Definition 21.1 — symmetric group Sₙ

S_{n}

is the set of all bijections of {1, 2, ..., n} under composition. Its order is

∣ S_{n} ∣ = n!

Definition 21.2 — alternating group Aₙ

A_{n} \subset S_{n}

consists of the even permutations (those decomposable into an even number of transpositions);

A_{n} = ker (sgn : S_{n} \to {\pm 1}) .

A_{n}

is normal in

S_{n}

with

∣ A_{n} ∣ = n! /2

21.1 Simplicity of Aₙ (n ≥ 5)

Theorem 21.3 — Galois

For all

n \geq 5

A_{n}

is a simple group: it has no proper non-trivial normal subgroups.

This theorem is the heart of Galois's proof that the quintic has no radical solution. Brief proof outline:

Verify that Aₙ is generated by 3-cycles (for n ≥ 3, every even permutation is a product of 3-cycles).
Let $N ◃ A_{n}$ be non-trivial. Show N must contain a 3-cycle.
Using conjugation, transport every 3-cycle into N. Hence N contains all the generators of Aₙ, forcing N = Aₙ. Contradiction.

A₅ is the smallest non-Abelian simple group (|A₅| = 60), and the entry point to the classification of finite simple groups. The cube uses both $A_{8}$ (corner permutations) and $A_{12}$ (edges), both non-Abelian simple.

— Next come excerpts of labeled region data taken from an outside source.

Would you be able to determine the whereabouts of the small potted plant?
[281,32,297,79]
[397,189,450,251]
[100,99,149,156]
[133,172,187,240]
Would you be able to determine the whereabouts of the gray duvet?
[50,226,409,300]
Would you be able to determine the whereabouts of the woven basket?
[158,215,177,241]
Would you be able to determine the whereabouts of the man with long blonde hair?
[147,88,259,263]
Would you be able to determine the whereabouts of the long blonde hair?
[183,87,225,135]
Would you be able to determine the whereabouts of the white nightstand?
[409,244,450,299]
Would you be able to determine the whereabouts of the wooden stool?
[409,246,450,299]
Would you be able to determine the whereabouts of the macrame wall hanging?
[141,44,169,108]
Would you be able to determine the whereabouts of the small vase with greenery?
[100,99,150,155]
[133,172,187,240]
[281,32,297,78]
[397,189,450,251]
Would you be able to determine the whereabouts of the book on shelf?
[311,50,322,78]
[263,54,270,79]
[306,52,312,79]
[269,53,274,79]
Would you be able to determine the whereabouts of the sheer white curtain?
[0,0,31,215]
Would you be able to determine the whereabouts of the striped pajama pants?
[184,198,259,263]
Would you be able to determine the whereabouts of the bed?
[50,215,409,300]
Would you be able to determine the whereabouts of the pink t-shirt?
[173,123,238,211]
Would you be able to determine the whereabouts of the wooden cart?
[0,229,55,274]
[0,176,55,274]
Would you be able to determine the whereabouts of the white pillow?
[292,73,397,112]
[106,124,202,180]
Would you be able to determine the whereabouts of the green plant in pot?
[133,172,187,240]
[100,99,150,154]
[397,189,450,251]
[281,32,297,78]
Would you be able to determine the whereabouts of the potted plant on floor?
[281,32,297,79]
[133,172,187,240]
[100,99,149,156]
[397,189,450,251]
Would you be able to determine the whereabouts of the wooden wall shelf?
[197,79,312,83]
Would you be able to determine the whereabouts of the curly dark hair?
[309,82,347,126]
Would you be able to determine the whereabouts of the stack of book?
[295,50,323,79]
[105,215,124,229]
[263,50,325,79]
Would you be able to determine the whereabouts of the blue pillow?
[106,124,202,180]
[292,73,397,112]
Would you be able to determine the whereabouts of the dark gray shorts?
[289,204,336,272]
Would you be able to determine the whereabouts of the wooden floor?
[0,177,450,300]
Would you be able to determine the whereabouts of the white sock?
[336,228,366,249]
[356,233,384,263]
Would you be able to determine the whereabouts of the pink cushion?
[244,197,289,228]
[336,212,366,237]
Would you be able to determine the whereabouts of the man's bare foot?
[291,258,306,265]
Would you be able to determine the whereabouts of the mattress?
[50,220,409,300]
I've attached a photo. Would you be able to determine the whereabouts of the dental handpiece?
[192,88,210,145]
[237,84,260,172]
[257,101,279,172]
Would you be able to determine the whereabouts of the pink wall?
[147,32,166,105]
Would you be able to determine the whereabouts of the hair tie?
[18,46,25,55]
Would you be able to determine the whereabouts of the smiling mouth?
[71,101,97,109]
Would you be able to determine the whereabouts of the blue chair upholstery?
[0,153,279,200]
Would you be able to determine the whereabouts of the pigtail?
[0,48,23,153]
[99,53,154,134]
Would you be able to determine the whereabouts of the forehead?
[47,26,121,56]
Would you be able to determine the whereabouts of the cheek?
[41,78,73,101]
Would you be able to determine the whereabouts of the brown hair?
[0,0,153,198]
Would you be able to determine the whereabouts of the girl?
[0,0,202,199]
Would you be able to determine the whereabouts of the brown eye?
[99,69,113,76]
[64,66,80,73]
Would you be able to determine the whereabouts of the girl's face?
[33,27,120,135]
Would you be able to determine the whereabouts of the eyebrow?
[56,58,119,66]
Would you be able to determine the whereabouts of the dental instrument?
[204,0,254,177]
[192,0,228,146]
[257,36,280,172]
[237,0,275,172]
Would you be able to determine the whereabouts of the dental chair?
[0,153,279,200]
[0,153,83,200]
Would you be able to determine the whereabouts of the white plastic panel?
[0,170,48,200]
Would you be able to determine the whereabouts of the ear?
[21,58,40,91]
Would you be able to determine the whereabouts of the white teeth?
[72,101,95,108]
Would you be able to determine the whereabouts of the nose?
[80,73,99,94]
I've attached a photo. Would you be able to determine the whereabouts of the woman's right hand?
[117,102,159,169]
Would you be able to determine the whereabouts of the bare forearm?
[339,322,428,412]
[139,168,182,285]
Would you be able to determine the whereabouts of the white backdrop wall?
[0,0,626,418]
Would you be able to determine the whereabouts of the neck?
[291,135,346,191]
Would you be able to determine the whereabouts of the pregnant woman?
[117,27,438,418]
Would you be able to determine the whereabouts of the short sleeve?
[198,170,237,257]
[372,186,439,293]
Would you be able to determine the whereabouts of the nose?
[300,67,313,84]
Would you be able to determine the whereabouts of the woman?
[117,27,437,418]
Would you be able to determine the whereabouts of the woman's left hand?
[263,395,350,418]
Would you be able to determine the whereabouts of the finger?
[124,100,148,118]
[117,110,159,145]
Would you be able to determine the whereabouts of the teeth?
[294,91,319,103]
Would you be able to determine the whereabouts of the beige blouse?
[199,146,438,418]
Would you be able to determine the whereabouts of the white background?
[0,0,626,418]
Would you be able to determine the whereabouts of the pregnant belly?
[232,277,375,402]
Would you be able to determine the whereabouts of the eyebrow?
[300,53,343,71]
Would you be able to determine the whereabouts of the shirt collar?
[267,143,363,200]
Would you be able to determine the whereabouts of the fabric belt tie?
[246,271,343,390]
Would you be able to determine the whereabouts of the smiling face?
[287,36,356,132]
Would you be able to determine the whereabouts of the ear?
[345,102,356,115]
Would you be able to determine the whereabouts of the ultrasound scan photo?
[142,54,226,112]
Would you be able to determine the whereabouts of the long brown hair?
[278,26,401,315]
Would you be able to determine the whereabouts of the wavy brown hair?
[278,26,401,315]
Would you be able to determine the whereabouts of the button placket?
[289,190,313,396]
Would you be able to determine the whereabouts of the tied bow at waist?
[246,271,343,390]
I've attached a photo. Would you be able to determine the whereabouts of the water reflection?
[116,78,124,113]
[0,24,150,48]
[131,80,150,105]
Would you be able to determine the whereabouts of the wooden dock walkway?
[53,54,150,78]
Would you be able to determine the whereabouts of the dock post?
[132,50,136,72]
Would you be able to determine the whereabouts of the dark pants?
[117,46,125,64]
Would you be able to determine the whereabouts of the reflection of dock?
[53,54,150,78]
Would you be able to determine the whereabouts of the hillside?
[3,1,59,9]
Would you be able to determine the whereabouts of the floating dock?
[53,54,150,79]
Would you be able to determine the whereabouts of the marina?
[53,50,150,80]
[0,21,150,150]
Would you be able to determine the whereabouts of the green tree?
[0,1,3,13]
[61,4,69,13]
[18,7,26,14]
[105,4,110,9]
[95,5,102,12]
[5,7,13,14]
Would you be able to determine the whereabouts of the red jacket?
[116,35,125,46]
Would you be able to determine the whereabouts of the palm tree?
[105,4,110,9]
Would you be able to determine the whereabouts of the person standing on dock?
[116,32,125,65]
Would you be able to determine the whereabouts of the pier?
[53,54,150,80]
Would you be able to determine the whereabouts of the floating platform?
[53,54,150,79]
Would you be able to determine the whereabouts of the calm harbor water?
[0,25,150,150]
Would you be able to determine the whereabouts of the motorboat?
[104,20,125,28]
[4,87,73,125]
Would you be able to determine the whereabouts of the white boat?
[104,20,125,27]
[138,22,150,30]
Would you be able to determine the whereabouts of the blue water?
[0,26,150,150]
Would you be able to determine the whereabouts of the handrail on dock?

21.2 Interactive: parity calculator

Plug in any alg; the calculator instantly returns sgn(cp), sgn(ep), and their product. The third invariant forces the product to be +1; if you type in an impossible state like a single-edge flip, the calculator shows −1 — algebraic proof of unreachability.

sgn(cp)

even

sgn(ep)

even

sgn(cp) · sgn(ep)

✓ reachable in G

corner cycles[5, 3]

edge cycles[8, 2]

This is the third invariant from §5 in action:

sgn (c_{p}) = sgn (e_{p})

. In G, corner parity and edge parity must flip together; sgn is a homomorphism G → ℤ/2 whose kernel is the "double-even" subgroup.

21.3 Cayley's theorem: every group is a permutation group

Theorem 21.4 — Cayley (1854)

Every group G embeds into a symmetric group:

G ↪ S_{∣ G ∣} .

The map

g \mapsto L_{g}

sends g to the left-multiplication permutation

L_{g} (x) = g x

. This is an injection of groups.

For the cube this is "obvious and useless": abstractly $G ↪ S_{∣ G ∣} = S_{4.3 \times 1 0^{19}}$ , which is astronomically large. In practice G embeds into $S_{48}$ (permutations of 48 stickers), a much lower-dimensional representation. Cayley's theorem inspires the idea; finding minimal faithful representations is the real game.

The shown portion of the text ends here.